Outside of the issues of size and the compromises necessary to build a spinet, the single largest challenge these instruments face is lack of proper maintenance. The typical spinet buyer was not a serious musician (though a surprising number of teachers use these things to teach on). Beyond the very occasional tuning no further service was ever performed. It doesn’t matter if the name on your piano begins with the letter “S”and was built in New York, if you did not have anything beyond 4 tuning every 10 years your piano will sound and play like a piece of junk. Once the proper maintenance has been done on most of these pianos they can play and sound quite remarkable for their size.

What is the proper maintenance? Nothing more than should be done on any other piano. The hammers should be filed and voiced, lost motion should be removed, keys leveled, let off adjusted, and damper timing set properly. These alone would make a remarkable difference to any vertical piano. Before one condemns a spinet it should be examined by a qualifies technician.

Do you ever think about the stories a 100 year old piano could tell? Someday I will share some of the stories these instruments have told me. Even with proper maintenance a seventy year old piano is worn out. So while doing the work mentioned above for spinets may be helpful, the problems facing the upright go far beyond these remedies. Generally pianos built during the golden age of piano building 1890 - 1930 are of far superior quality to pianos built during the following 45 years. Pianos which are still structurally sound were probably also the better quality pianos from this era. The cheaply made pianos have long since fallen apart and been disposed of.

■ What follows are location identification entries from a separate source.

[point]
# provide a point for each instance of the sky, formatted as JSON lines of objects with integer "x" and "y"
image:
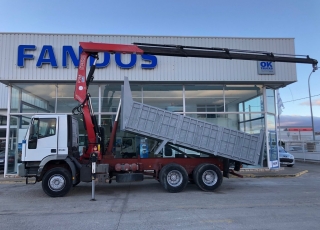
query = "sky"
{"x": 298, "y": 19}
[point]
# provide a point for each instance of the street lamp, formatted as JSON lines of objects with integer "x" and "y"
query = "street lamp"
{"x": 314, "y": 69}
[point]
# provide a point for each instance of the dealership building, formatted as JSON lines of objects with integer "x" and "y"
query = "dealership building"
{"x": 38, "y": 74}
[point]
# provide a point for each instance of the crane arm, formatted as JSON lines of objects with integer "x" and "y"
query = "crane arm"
{"x": 92, "y": 49}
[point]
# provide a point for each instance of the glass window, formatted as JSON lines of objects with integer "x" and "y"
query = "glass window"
{"x": 3, "y": 120}
{"x": 111, "y": 94}
{"x": 235, "y": 94}
{"x": 168, "y": 97}
{"x": 47, "y": 127}
{"x": 66, "y": 101}
{"x": 204, "y": 98}
{"x": 33, "y": 98}
{"x": 270, "y": 101}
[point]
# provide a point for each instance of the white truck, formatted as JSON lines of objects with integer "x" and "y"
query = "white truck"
{"x": 50, "y": 152}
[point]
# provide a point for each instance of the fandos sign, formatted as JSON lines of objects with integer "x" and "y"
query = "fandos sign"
{"x": 266, "y": 67}
{"x": 48, "y": 57}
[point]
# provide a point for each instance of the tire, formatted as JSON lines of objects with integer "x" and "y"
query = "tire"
{"x": 207, "y": 177}
{"x": 57, "y": 182}
{"x": 173, "y": 178}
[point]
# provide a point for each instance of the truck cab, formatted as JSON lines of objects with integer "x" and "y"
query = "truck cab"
{"x": 49, "y": 140}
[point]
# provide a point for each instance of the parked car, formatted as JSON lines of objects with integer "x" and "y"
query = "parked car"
{"x": 295, "y": 148}
{"x": 285, "y": 157}
{"x": 2, "y": 160}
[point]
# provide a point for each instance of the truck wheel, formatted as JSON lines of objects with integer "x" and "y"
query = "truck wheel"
{"x": 173, "y": 177}
{"x": 207, "y": 177}
{"x": 57, "y": 182}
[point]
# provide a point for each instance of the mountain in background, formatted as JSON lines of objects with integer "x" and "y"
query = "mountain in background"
{"x": 300, "y": 121}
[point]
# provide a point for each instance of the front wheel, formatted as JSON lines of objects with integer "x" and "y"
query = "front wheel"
{"x": 173, "y": 177}
{"x": 207, "y": 177}
{"x": 57, "y": 182}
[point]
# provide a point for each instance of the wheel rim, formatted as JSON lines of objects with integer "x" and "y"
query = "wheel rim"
{"x": 209, "y": 177}
{"x": 174, "y": 178}
{"x": 56, "y": 182}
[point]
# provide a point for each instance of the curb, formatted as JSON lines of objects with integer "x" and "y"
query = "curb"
{"x": 19, "y": 180}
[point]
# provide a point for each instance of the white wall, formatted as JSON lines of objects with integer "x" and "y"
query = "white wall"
{"x": 169, "y": 69}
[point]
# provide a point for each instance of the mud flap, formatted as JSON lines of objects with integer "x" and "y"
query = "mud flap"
{"x": 129, "y": 177}
{"x": 226, "y": 166}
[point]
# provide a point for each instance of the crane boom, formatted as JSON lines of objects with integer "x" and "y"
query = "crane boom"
{"x": 92, "y": 49}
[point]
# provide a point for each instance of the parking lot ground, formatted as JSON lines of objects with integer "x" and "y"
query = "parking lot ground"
{"x": 240, "y": 203}
{"x": 296, "y": 170}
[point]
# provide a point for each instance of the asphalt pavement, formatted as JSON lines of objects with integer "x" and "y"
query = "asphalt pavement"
{"x": 283, "y": 171}
{"x": 290, "y": 201}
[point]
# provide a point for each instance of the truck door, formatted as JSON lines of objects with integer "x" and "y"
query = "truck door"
{"x": 43, "y": 138}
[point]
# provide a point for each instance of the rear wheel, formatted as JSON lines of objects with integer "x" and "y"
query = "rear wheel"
{"x": 57, "y": 182}
{"x": 207, "y": 177}
{"x": 173, "y": 178}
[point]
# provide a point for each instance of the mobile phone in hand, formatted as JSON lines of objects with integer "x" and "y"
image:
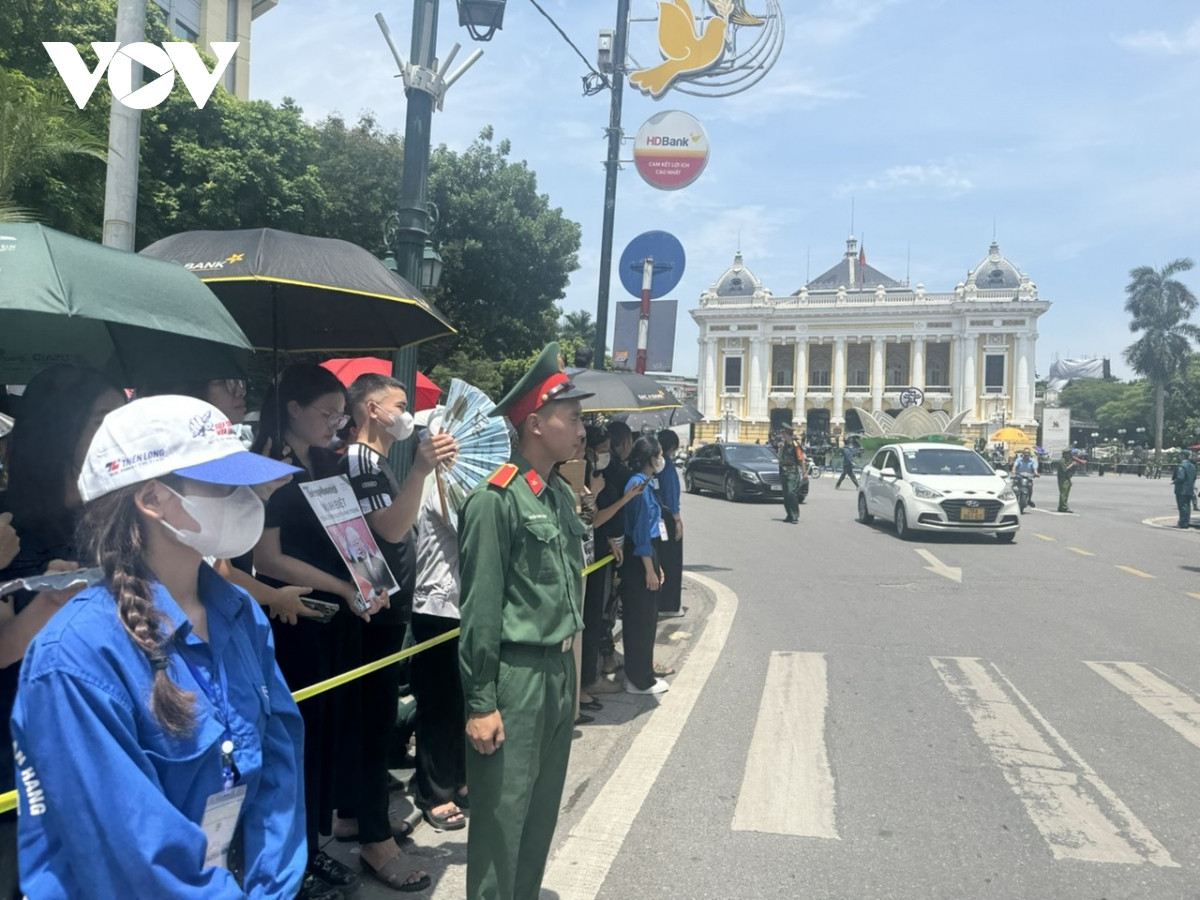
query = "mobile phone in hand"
{"x": 327, "y": 610}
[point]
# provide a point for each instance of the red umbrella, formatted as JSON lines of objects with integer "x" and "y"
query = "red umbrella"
{"x": 347, "y": 369}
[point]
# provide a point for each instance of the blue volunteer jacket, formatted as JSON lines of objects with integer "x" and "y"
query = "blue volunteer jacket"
{"x": 111, "y": 804}
{"x": 642, "y": 515}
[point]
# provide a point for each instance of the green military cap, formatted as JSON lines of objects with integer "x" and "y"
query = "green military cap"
{"x": 543, "y": 383}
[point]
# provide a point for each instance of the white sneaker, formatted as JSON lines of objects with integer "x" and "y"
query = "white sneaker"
{"x": 659, "y": 687}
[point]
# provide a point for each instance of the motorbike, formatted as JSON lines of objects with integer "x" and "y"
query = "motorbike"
{"x": 1023, "y": 486}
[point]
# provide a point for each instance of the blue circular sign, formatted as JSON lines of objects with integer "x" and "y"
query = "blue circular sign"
{"x": 666, "y": 252}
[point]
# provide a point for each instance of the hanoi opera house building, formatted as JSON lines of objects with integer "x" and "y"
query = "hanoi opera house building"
{"x": 846, "y": 347}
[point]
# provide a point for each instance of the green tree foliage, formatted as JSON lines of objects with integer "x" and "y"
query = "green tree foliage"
{"x": 508, "y": 255}
{"x": 40, "y": 129}
{"x": 1159, "y": 307}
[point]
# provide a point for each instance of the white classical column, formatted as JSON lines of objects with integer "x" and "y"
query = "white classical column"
{"x": 917, "y": 364}
{"x": 760, "y": 383}
{"x": 839, "y": 382}
{"x": 709, "y": 396}
{"x": 1023, "y": 390}
{"x": 877, "y": 375}
{"x": 970, "y": 391}
{"x": 802, "y": 376}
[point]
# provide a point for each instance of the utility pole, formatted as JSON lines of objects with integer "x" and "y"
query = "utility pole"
{"x": 612, "y": 165}
{"x": 124, "y": 130}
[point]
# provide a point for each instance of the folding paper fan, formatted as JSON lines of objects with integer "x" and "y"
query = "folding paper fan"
{"x": 483, "y": 444}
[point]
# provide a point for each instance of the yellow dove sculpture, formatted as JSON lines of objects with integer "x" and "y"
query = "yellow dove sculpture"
{"x": 685, "y": 51}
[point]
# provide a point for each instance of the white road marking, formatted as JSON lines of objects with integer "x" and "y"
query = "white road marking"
{"x": 1078, "y": 815}
{"x": 1173, "y": 706}
{"x": 787, "y": 787}
{"x": 579, "y": 868}
{"x": 939, "y": 568}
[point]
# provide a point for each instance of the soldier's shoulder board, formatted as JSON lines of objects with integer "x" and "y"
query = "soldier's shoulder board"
{"x": 503, "y": 475}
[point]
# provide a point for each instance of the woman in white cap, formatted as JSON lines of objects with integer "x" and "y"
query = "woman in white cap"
{"x": 159, "y": 751}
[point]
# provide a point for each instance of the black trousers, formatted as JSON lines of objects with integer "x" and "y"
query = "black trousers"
{"x": 639, "y": 621}
{"x": 363, "y": 792}
{"x": 595, "y": 595}
{"x": 306, "y": 654}
{"x": 671, "y": 558}
{"x": 441, "y": 714}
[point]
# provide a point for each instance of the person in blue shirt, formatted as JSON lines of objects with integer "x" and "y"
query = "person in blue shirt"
{"x": 1025, "y": 465}
{"x": 671, "y": 549}
{"x": 157, "y": 749}
{"x": 641, "y": 573}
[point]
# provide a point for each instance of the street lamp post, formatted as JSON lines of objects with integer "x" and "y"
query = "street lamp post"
{"x": 425, "y": 88}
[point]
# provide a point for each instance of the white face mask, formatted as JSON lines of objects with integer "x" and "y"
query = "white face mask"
{"x": 229, "y": 526}
{"x": 401, "y": 426}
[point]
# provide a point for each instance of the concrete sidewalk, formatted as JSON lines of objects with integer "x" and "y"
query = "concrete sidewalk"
{"x": 598, "y": 748}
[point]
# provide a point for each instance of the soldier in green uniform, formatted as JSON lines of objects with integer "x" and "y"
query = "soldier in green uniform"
{"x": 521, "y": 552}
{"x": 790, "y": 460}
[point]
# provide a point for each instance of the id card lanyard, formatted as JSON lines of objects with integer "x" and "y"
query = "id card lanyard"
{"x": 219, "y": 696}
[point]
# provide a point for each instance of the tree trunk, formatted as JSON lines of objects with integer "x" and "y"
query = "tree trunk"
{"x": 1159, "y": 396}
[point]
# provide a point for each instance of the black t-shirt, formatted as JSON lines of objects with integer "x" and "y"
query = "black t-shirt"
{"x": 376, "y": 487}
{"x": 301, "y": 534}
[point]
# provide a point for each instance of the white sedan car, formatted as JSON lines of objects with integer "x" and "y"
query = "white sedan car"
{"x": 936, "y": 487}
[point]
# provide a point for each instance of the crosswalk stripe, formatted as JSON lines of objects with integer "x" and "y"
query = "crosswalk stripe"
{"x": 787, "y": 786}
{"x": 1170, "y": 705}
{"x": 1078, "y": 815}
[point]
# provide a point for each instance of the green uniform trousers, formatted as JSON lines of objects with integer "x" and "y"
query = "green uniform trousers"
{"x": 1063, "y": 493}
{"x": 790, "y": 477}
{"x": 516, "y": 791}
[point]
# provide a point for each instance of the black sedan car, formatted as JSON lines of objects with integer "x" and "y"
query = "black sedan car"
{"x": 738, "y": 471}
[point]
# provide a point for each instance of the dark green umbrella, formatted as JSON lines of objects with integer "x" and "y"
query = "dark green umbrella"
{"x": 617, "y": 391}
{"x": 64, "y": 299}
{"x": 295, "y": 292}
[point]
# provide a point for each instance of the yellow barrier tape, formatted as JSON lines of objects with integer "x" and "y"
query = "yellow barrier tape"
{"x": 598, "y": 564}
{"x": 9, "y": 799}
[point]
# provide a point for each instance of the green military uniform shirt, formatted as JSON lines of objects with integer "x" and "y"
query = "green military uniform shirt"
{"x": 520, "y": 556}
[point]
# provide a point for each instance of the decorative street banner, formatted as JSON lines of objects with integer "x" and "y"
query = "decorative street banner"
{"x": 660, "y": 341}
{"x": 1055, "y": 430}
{"x": 671, "y": 150}
{"x": 333, "y": 501}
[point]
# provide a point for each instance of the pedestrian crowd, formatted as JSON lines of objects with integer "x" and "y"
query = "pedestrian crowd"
{"x": 178, "y": 587}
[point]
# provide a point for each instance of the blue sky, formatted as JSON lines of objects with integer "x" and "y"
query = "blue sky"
{"x": 1073, "y": 130}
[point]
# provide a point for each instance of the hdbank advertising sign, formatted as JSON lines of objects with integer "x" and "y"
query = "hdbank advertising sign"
{"x": 671, "y": 150}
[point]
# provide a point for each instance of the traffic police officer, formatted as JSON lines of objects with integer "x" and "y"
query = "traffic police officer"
{"x": 521, "y": 552}
{"x": 791, "y": 459}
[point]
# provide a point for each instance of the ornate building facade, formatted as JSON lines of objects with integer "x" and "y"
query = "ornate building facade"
{"x": 855, "y": 341}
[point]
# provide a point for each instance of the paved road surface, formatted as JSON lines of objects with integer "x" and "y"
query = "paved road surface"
{"x": 859, "y": 717}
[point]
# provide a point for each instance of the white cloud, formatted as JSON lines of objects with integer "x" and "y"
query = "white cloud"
{"x": 1174, "y": 43}
{"x": 942, "y": 179}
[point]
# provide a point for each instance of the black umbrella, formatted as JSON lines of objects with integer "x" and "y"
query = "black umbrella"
{"x": 660, "y": 419}
{"x": 295, "y": 292}
{"x": 618, "y": 391}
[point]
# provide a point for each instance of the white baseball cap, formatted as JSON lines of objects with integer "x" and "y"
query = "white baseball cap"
{"x": 171, "y": 435}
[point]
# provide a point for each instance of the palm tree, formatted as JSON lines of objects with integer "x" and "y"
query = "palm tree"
{"x": 39, "y": 130}
{"x": 1161, "y": 309}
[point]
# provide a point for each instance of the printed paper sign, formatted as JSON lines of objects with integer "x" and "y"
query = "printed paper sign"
{"x": 334, "y": 502}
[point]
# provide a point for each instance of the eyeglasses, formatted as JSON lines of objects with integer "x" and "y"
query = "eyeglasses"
{"x": 335, "y": 420}
{"x": 234, "y": 387}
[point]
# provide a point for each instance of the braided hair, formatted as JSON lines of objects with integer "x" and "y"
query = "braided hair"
{"x": 111, "y": 535}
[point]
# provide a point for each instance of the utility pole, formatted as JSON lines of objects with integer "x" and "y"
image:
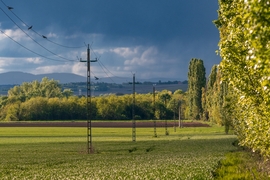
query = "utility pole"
{"x": 154, "y": 110}
{"x": 179, "y": 109}
{"x": 88, "y": 104}
{"x": 174, "y": 115}
{"x": 133, "y": 113}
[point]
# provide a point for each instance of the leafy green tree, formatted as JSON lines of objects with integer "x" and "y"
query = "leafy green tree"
{"x": 196, "y": 81}
{"x": 244, "y": 48}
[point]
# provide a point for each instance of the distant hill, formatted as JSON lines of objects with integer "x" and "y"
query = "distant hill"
{"x": 11, "y": 78}
{"x": 77, "y": 83}
{"x": 16, "y": 77}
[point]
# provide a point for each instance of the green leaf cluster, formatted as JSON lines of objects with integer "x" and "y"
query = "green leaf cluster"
{"x": 244, "y": 46}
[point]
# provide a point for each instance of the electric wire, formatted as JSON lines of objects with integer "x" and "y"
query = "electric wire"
{"x": 30, "y": 49}
{"x": 33, "y": 38}
{"x": 44, "y": 37}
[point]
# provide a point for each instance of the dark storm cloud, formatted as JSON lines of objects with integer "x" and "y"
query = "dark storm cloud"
{"x": 170, "y": 32}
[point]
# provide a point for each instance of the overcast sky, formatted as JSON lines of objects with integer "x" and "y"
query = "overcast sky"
{"x": 151, "y": 38}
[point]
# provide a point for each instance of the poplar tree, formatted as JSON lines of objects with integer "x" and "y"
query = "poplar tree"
{"x": 196, "y": 81}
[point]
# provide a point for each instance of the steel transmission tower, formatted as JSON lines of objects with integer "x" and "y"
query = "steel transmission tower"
{"x": 88, "y": 104}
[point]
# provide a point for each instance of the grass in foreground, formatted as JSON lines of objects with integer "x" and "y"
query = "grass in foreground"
{"x": 60, "y": 153}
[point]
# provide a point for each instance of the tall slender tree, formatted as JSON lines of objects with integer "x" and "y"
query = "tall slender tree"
{"x": 196, "y": 81}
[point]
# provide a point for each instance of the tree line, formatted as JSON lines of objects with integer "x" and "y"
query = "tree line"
{"x": 244, "y": 47}
{"x": 46, "y": 101}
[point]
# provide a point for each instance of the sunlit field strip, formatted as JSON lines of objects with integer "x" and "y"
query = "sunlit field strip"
{"x": 60, "y": 153}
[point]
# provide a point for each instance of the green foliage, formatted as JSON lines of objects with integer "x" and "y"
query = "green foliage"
{"x": 240, "y": 165}
{"x": 196, "y": 81}
{"x": 244, "y": 48}
{"x": 60, "y": 153}
{"x": 110, "y": 107}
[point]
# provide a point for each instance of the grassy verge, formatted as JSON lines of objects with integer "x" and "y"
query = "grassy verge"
{"x": 242, "y": 164}
{"x": 60, "y": 153}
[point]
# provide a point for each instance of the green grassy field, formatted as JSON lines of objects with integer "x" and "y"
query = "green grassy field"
{"x": 61, "y": 153}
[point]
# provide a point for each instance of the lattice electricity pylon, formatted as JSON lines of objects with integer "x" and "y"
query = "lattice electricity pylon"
{"x": 88, "y": 99}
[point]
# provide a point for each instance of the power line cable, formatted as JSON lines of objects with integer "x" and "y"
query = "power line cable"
{"x": 30, "y": 49}
{"x": 31, "y": 28}
{"x": 33, "y": 38}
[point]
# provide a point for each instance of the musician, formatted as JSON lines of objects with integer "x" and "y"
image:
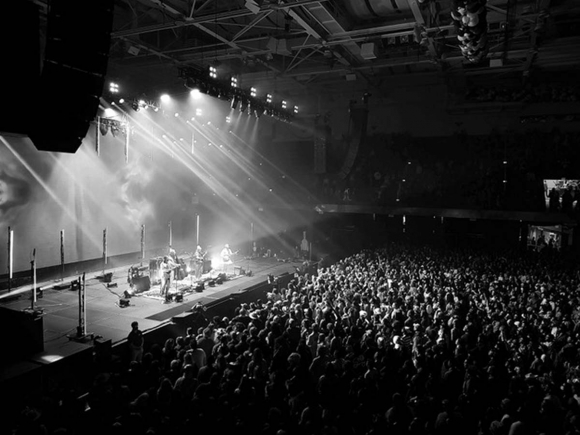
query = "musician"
{"x": 198, "y": 258}
{"x": 167, "y": 267}
{"x": 226, "y": 257}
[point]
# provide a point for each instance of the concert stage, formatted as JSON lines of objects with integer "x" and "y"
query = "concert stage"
{"x": 108, "y": 319}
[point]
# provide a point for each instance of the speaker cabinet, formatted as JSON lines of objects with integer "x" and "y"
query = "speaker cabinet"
{"x": 73, "y": 75}
{"x": 142, "y": 284}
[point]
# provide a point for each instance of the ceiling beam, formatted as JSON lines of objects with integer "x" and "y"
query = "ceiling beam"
{"x": 421, "y": 22}
{"x": 252, "y": 24}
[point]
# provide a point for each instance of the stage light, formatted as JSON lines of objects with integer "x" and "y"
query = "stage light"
{"x": 244, "y": 105}
{"x": 235, "y": 102}
{"x": 213, "y": 72}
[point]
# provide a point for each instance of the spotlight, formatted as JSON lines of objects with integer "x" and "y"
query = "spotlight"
{"x": 244, "y": 105}
{"x": 213, "y": 91}
{"x": 213, "y": 72}
{"x": 235, "y": 102}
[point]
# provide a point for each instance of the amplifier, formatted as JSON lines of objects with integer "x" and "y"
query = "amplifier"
{"x": 141, "y": 284}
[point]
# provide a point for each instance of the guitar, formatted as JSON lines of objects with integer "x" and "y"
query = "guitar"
{"x": 226, "y": 258}
{"x": 199, "y": 259}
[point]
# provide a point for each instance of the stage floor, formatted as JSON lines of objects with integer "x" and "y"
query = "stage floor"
{"x": 107, "y": 319}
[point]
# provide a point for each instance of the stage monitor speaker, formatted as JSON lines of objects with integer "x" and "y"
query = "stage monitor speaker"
{"x": 73, "y": 75}
{"x": 142, "y": 284}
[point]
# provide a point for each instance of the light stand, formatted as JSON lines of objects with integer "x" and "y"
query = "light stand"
{"x": 82, "y": 335}
{"x": 62, "y": 255}
{"x": 10, "y": 259}
{"x": 33, "y": 274}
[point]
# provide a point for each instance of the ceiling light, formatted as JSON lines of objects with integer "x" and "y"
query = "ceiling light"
{"x": 213, "y": 72}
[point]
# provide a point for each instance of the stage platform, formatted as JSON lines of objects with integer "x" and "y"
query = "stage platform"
{"x": 107, "y": 319}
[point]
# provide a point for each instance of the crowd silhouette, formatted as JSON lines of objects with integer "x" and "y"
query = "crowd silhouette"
{"x": 399, "y": 340}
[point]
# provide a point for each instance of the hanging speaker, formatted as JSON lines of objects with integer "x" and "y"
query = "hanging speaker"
{"x": 73, "y": 75}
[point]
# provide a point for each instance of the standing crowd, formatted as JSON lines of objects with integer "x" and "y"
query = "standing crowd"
{"x": 399, "y": 340}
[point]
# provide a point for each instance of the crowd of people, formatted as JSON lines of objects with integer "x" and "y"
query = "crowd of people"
{"x": 502, "y": 171}
{"x": 399, "y": 340}
{"x": 540, "y": 93}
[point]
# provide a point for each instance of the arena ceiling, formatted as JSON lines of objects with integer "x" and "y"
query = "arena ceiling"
{"x": 300, "y": 46}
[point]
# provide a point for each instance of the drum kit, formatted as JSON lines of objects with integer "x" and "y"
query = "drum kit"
{"x": 140, "y": 281}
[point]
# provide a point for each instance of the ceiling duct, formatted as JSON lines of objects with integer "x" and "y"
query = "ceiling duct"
{"x": 373, "y": 9}
{"x": 278, "y": 46}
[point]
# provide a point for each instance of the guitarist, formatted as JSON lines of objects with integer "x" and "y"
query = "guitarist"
{"x": 227, "y": 255}
{"x": 167, "y": 267}
{"x": 198, "y": 259}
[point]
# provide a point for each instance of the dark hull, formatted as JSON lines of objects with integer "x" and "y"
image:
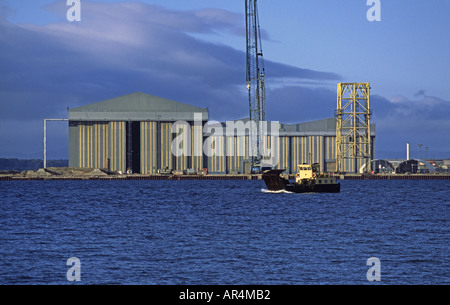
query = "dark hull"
{"x": 276, "y": 183}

So what do we do with these heavy relics from the past? When considering the cost of a new upright piano, $9,000 for a Southeast Asia model to $19,000 for a top New York or European model, all in essentially plain black boxes, we really have a lot of options. While certainly many old pianos don’t merit the full rebuild (pinblock, soundboard ((yes soundboard)), complete action), even a partially rebuilt action with new strings can give you a piano with 45 years of life left in it capable of a tremendous amount of sound. A fully rebuilt upright piano can play as well or better than most new uprights and have a far fancier case at a fraction of the cost.